Attitudes about employee talent could have far-reaching consequences

Three people in hot air balloon launched out the top of a building.

Adopting a “growth mindset,” the belief that success is driven by effort rather than just brains or talent, can have a profound effect on how people perform. Haas Professors Jennifer Chatman and Laura Kray have discovered that the same applies for organizations.

In their recent paper “Cultures of Genius,” the authors show that Fortune 1000 companies that indicate they believe employee talent is innate (or fixed) rather than something that can be developed are perceived as less collaborative, less innovative, and even less ethical than growth-mindset organizations. What’s more, employees in fixed-mindset companies reported they were less trusting of their employer, less committed to their jobs, and generally less satisfied with their workplace culture.

The researchers also found that employees will alter their own behavior based on their perceptions of their company’s mindset type.
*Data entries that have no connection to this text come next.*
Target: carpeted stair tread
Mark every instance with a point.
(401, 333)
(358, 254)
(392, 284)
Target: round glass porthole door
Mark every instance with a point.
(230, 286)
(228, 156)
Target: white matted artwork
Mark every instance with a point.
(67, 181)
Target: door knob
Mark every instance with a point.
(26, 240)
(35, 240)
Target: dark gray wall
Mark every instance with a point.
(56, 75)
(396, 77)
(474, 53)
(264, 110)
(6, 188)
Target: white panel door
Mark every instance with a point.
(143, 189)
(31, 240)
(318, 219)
In fixed-mindset organizations, this may mean they’re more competitive with each other and less likely to share credit. Their supervisors, in turn, also tend to view their workers as less collaborative, less innovative, and less ethical.

Stanford psychologist Carol Dweck originated the idea of growth mindsets 30 years ago, but until recently the concept was applied only to individuals, not groups. How, exactly, does mindset manifest itself in an organization?
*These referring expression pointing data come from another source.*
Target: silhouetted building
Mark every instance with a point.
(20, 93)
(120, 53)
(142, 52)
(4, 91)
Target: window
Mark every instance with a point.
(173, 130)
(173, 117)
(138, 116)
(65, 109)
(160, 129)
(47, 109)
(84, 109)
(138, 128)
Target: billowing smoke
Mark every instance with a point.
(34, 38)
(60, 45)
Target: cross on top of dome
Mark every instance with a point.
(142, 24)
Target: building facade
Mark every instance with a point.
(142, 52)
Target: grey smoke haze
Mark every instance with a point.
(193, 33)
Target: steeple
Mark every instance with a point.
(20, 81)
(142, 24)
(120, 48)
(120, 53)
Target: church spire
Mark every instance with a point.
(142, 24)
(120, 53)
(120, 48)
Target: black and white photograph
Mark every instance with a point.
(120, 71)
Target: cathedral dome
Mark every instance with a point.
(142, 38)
Through its policies, practices, and behaviors, according to the research. Mission statements that emphasize the role of employee talent in the overall success of the company suggest a fixed mindset, for example. Statements that champion opportunities for professional development indicate a growth mindset.

Chatman and Kray say that, ultimately, their goal is to help business leaders recognize the value of growth mindsets and how organizations may cultivate cultures that enable employees to grow in knowledge and ability over time.

“We know from prior research that there are ways to change mindsets and to move people into more of a growth mindset, which can lead to stronger performance,” says Kray, who holds the Ned and Carol Spieker Chair in Leadership. “The good news is that we now have compelling evidence for how organizations can invest in their cultures to produce positive returns.”